# SPANN Billion Scale Vector Search

[](/en/examples/billion-scale-vector-search.html.md "View as Markdown") 

The SPANN (Space Partitioned ANN) approach for approximate nearest neighbor search is described in [SPANN: Highly-efficient Billion-scale Approximate Nearest Neighbor Search](https://arxiv.org/abs/2111.08566). SPANN uses a hybrid combination of graph and inverted index methods for approximate nearest neighbor search.

We recommend you read [Billion-scale vector search using hybrid HNSW-IF](https://blog.vespa.ai/vespa-hybrid-billion-scale-vector-search/) for details on how SPANN is implemented using Vespa, before running this example application. Excerpt:

> SPANN searches for the k closest centroid vectors of the query vector in the in-memory ANN search data structure. Then, it reads the k associated posting lists for the retrieved centroids and computes the distance between the query vector and the vector data read from the posting list:

![](https://blog.vespa.ai/assets/2022-06-07-vespa-spann-billion-scale-vector-search/spann-posting-lists.excalidraw.png)

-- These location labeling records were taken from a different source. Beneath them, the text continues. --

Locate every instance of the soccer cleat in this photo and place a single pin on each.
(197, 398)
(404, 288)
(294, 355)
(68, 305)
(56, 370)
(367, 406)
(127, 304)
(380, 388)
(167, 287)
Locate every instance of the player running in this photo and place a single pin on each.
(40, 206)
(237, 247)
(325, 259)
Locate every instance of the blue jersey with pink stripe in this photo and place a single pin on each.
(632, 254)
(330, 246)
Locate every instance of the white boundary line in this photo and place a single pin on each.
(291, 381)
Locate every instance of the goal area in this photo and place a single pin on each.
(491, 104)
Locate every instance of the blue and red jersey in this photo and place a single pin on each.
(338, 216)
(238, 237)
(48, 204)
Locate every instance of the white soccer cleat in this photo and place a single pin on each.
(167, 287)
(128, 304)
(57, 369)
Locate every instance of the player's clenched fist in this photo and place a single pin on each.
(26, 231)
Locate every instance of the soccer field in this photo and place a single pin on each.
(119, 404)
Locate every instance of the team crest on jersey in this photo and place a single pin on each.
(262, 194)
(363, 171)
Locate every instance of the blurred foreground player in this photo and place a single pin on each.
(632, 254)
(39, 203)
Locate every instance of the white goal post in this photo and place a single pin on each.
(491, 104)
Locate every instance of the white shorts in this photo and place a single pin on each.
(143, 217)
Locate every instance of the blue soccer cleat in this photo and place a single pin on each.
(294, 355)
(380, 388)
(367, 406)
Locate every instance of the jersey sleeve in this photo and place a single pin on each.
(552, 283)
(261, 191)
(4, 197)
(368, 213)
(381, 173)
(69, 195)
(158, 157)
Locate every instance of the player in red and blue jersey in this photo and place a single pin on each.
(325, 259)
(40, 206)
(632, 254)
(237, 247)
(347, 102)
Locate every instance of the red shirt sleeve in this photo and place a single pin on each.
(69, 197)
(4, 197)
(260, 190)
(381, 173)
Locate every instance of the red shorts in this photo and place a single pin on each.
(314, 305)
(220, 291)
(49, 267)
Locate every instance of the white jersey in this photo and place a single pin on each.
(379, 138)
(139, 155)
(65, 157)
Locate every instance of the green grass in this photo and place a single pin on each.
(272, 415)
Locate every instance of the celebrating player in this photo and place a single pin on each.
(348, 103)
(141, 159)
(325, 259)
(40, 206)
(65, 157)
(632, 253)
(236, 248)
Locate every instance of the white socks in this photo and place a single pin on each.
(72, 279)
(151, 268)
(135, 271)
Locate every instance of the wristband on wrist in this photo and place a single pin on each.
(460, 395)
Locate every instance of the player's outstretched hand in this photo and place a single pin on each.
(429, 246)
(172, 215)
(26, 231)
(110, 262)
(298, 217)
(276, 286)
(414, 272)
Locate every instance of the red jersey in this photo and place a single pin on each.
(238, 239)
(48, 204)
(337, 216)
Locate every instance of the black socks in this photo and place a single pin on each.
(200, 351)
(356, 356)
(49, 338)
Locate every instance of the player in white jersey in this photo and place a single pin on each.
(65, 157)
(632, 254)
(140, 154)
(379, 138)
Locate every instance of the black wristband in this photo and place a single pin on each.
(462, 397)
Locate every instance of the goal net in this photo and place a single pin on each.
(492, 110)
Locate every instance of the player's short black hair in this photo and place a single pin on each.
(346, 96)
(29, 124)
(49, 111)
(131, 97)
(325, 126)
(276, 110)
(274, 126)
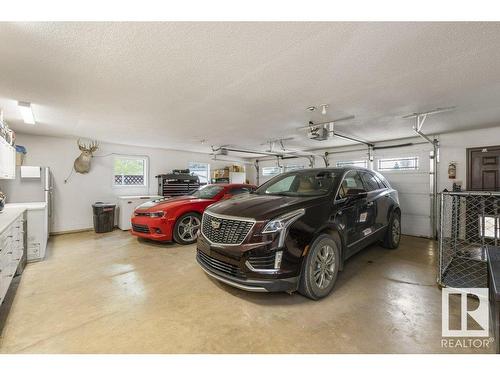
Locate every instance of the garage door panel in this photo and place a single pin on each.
(413, 188)
(415, 225)
(419, 189)
(413, 204)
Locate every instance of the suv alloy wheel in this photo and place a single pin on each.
(320, 268)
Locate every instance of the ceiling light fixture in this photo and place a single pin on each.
(26, 112)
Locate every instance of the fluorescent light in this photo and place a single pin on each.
(26, 112)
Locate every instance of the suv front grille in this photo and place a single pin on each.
(262, 262)
(225, 231)
(140, 228)
(219, 265)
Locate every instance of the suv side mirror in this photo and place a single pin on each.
(356, 193)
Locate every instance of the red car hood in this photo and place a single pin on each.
(163, 204)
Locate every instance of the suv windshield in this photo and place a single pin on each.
(300, 184)
(207, 191)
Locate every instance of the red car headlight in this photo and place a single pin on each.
(157, 214)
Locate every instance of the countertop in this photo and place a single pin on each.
(146, 196)
(29, 205)
(8, 215)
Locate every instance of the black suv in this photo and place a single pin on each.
(296, 230)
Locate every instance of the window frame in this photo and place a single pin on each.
(337, 195)
(351, 163)
(145, 175)
(385, 170)
(271, 175)
(374, 177)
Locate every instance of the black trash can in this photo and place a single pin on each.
(104, 217)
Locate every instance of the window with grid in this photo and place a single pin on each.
(398, 164)
(355, 163)
(202, 170)
(270, 171)
(130, 171)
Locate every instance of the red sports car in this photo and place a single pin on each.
(179, 218)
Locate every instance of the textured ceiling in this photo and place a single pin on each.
(170, 85)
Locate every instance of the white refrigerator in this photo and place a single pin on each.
(33, 189)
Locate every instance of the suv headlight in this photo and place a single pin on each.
(282, 223)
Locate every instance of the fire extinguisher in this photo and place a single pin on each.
(452, 170)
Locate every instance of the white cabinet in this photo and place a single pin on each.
(11, 253)
(37, 228)
(7, 160)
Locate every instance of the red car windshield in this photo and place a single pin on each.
(207, 191)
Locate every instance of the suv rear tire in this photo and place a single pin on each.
(393, 233)
(320, 268)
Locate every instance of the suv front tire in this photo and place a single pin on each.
(320, 268)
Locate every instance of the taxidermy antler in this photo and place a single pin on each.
(82, 163)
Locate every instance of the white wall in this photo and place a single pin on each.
(72, 201)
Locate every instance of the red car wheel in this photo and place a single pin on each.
(186, 228)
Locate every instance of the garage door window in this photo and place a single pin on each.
(356, 163)
(289, 168)
(202, 170)
(270, 171)
(130, 171)
(398, 164)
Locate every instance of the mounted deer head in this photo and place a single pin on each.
(82, 163)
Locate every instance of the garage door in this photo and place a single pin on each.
(407, 170)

This sample application demonstrates how to represent SPANN using Vespa.

Setup:

1. **Create a [tenant](/en/learn/tenant-apps-instances.html) on Vespa Cloud:**

2. **Install the [Vespa CLI](/en/clients/vespa-cli.html)** using [Homebrew](https://brew.sh/):

3. **Configure the Vespa client:**

4. **Get Vespa Cloud control plane access:**

5. **Clone a sample [application](/en/basics/applications.html):**

6. **Add a certificate for [data plane access](/en/security/guide#data-plane) to the application:**

## Download Vector Data

This sample app uses the Microsoft SPACEV vector dataset from [big-ann-benchmarks.com](https://big-ann-benchmarks.com/). It uses the first 10M vectors of the 100M slice sample. This sample file is about 1GB (10M vectors):

```
$ curl -L -o spacev10m_base.i8bin \
  https://data.vespa-cloud.com/sample-apps-data/spacev10m_base.i8bin
```

Install dependencies and create the feed files for the first 10M vectors from the 100M sample:

```
$ pip3 install numpy requests tqdm
```

```
$ python3 app/src/main/python/create-vespa-feed.py spacev10m_base.i8bin
```

Output:

- `graph-vectors.jsonl`
- `if-vectors.jsonl`

## Build and deploy Vespa app

Build the application:

```
$ mvn clean package -U -f app
```

Deploy the application:

```
$ vespa deploy --wait 900 ./app
```

Wait for the application endpoint to become available:

```
$ vespa status --wait 300
```

Test [basic functionality](https://github.com/vespa-engine/sample-apps/blob/master/billion-scale-vector-search/app/src/test/application/tests/system-test/feed-and-search-test.json):

```
$ vespa test app/src/test/application/tests/system-test/feed-and-search-test.json
```

See [CD tests](https://docs.vespa.ai/en/operations/automated-deployments.html#cd-tests) for details.

## Feed data

The _graph_ vectors must be feed before the _if_ vectors:

```
$ vespa feed graph-vectors.jsonl
```

```
$ vespa feed if-vectors.jsonl
```

Now is a good time to open the [Vespa Cloud Dashboard](https://console.vespa-cloud.com/link/application/autotest/dev/instance/default?default.dev.aws-us-east-1c=metrics) to track progress.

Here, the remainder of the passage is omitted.